Second, political risks tend to be counter-intuitive: they usually are beyond what can “reasonably” be fathomed and they follow their own logic that cannot easily be defined by applying our own values.

Third, the behaviour of political risks can be characterised as asystemic: political risks do not behave consistently within a bounded structure. So the nature of political risk is context-specific, dynamic and entirely unpredictable – if observed through the lens of a static, quantitative model.

We suggest applying a method that takes into account unpredictability and other factors including “black swan” worst cases. We believe it is the nature of the risk we need to assess – not our need to make the political risk fit traditional quantitative frameworks.

To put these ideas into action, we suggest a “security intelligent enterprise” (as introduced by Doron Zimmermann in The Swiss Export Journal, Q1 2007). Government security agencies have been operating with the idea of prospective, intelligence-driven assessment for decades. The challenge is not only to collect the data, but to transform this information into knowledge.

Knowledge by itself is not applicable to a specific problem. The ability to condense knowledge into relevant and timely intelligence is what determines how successful any political risk assessment is.

The key success factor for an intelligence-based assessment of political risk is the quality of connections between collection, analysis, dissemination and application – for example, decision-making support, awareness and education. As the underlying data is processed, the security intelligent enterprise must be concerned with the verification of sources, quality control and ensuring the results are interpreted to reflect the three key attributes of political risk we’ve already talked about.

In addition to thoroughly reviewing any given threat, opportunities to ensure resiliency and reduce vulnerability should be identified and implemented constantly.

The security intelligent enterprise can be understood as a qualitative system. It starts with risk assessment, followed by a peer review of that assessment. Experts such as police, intelligence analysts and practitioners can discuss potential risks rather than just relying on historical and numerical data. Once the consolidated qualitative, intelligence-driven risk assessment is considered fit for use, it is discussed with the specialist underwriter, who will assess client exposure and come up with a price based on expected event frequency and severity.

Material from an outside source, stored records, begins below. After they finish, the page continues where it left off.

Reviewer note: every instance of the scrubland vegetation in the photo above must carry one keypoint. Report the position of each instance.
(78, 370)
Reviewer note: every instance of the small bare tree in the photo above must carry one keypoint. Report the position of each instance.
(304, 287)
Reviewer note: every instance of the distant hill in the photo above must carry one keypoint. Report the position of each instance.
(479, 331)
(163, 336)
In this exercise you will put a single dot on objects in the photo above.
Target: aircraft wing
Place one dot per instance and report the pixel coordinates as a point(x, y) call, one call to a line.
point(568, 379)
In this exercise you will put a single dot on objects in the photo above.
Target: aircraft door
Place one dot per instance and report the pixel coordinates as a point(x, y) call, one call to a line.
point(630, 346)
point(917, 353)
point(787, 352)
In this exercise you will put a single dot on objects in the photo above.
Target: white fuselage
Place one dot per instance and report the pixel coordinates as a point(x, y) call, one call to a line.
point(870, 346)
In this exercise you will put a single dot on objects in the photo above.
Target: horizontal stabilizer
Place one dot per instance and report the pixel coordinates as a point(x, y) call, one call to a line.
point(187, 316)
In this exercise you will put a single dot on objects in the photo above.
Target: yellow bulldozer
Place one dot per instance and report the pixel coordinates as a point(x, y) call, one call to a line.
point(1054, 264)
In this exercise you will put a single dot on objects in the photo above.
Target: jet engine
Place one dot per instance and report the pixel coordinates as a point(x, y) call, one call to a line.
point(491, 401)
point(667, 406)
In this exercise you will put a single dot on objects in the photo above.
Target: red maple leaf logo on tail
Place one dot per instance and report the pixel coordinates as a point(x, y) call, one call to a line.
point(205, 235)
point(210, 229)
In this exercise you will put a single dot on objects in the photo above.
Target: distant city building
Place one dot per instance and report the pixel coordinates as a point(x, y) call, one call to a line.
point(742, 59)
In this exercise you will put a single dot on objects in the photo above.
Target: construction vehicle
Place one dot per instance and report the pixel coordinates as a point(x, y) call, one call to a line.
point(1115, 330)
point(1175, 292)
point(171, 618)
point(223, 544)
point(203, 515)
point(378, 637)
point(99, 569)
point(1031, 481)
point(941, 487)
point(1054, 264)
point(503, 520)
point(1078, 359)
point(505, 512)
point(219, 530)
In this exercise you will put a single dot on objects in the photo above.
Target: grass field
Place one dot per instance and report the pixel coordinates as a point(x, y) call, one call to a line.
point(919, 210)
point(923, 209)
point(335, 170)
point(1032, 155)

The relationship between risk assessment and underwriting is shaped by subject-matter expertise instead of assumptive modelling. Experts share knowledge with specialised underwriting personnel, for example, in marine insurance, where a keen sense of assessing political risk has been preserved.

A security intelligent enterprise produces a client-driven, bespoke solution for the PRI market. It is important to abandon more traditional product design elements, such as annual flat fees and quantitative risk modelling, and introduce forward-looking, more adaptive and dynamic risk sensitivity.

Cumulative limits are no longer capped arbitrarily but are solely determined by a 24/7 monitoring of highly specific client exposures. This would allow highly specific, yet contextualised, risk assessment to drive underwriting and pricing for an object-specific policy. Companies that master this approach are likely to provide pinpoint accurate and client-driven risk transfer solutions that their competitors will find hard to match.